Keras evaluate() shows incorrect metric values in progress bar vs returned results

When using model.evaluate(), the metric values displayed in the progress bar differ from the values returned by the method. There appears to be double averaging happening - the batch values are already averaged, but the progress bar shows an additional average of these averages. Code to reproduce:

Code to reproduce:

import tensorflow as tf
import numpy as np

# Modify the model to output the same as the input
model = tf.keras.Sequential([
    tf.keras.layers.Lambda(lambda x: x)  # Lambda layer to pass input directly to output
])

# Compile the model with MAE as the metric
model.compile(optimizer='adam', loss='mse', metrics=['mae'])

# Dummy data for evaluation
x = np.array([1, 2, 3, 4, 5, 6, 7, 8, 9, 10], dtype=float)
y = np.zeros_like(x)  # Dummy target values

results = model.evaluate(x, y, verbose=1, batch_size=1)
print("Evaluation results:", results)

Output:

10/10 ━━━━━━━━━━━━━━━━━━━━ 3s 4ms/step - loss: 17.8182 - mae: 3.4545
Evaluation results: [38.5, 5.5]

Expected behavior: The metric values shown in the progress bar should match the final returned results (or at least be clearly documented if this difference is intentional).

Issue:

Progress bar shows loss: 17.8182, MAE: 3.4545

Returned values show loss: 38.5, MAE: 5.5

The correct values should be the returned ones (38.5 and 5.5 respectively), as these match manual calculations

The progress bar seems to be averaging already-averaged batch values

Environment: TensorFlow 2.19

Additional notes: This discrepancy can be confusing for users who rely on the progress bar metrics during evaluation.

Comment From: sonali-kumari1

Hi @ielenik -

I have tested your code with the latest version of keras(3.9.2) and tensorflow(2.19.0) in this gist and I was able to reproduce the mismatch between the metric values shown in the progress bar and values returned byevaluate() method. However, when I tested with keras(2.15.0) and tensorflow(2.15.0) using this gist, the results were consistent between the progress bar and final evaluation output. We will look into this and update you. Thanks!

Comment From: abheesht17

This was fixed in https://github.com/keras-team/keras/pull/21331.

Here is a notebook that shows it's working fine: https://colab.research.google.com/gist/abheesht17/fffe166a406c0d9976310f51fd25edb2/keras-progbar-evaluate-output.ipynb.

Comment From: ahasselbring

I don't think that #21331 solves the real problem.
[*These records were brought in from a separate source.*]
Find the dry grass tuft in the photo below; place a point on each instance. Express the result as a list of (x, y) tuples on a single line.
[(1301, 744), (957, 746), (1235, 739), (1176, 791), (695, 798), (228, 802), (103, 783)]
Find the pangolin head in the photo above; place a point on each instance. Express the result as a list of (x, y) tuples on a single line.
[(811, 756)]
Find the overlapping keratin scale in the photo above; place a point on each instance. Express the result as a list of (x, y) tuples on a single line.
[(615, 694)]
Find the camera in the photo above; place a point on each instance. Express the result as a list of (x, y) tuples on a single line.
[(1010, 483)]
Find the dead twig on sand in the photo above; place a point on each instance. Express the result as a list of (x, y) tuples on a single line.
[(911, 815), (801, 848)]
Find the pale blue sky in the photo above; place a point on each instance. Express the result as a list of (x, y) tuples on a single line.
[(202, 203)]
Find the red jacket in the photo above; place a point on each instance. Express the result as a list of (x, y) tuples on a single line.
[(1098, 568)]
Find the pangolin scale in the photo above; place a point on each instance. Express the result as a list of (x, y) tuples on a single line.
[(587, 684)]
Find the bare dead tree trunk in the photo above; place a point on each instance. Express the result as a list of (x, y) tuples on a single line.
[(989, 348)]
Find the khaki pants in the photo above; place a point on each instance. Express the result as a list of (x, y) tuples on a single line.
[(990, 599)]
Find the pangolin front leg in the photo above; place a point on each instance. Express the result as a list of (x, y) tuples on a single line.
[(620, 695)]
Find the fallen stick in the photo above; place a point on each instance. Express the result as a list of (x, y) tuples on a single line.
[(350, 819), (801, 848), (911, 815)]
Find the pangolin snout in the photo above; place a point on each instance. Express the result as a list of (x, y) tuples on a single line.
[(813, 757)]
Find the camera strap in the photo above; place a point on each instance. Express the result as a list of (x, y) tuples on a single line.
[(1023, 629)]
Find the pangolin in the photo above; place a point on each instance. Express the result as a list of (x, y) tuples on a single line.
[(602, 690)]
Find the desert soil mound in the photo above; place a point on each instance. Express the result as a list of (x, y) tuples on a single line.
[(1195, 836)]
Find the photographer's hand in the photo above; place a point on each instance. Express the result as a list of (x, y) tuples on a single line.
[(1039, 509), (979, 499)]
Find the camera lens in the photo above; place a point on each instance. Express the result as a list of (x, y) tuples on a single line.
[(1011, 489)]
The Progbar shouldn't do any averaging, because - if I see it correctly - all stateless metrics are already "converted" to stateful metrics here: https://github.com/keras-team/keras/blob/503bcf56180d49641db2afcd3d57c4c20e3be3bf/keras/src/trainers/compile_utils.py#L89 Then the stateful_metrics argument/attribute can be removed.

This would also match previous tf.keras behavior, if I read this line correctly: https://github.com/keras-team/tf-keras/blob/c79cc0ef7df3d4066791f7cde38199cfa23e26f0/tf_keras/callbacks.py#L1129 (all metrics were marked "stateless" by the ProgbarLogger).

On the other hand, if Progbar should continue to support stateless and stateful values, it isn't correct to replace the final value. If the metric is really stateless, it should simply not be added when finalize is true.

Unfortunately, this will break models that use custom train_step/test_steps and return stateless metrics. These would previously be averaged (but since evaluate returns the last result of test_step, stateless metrics don't really work anyway - at least I can't imagine a metric that would be useful when only computed on the final batch).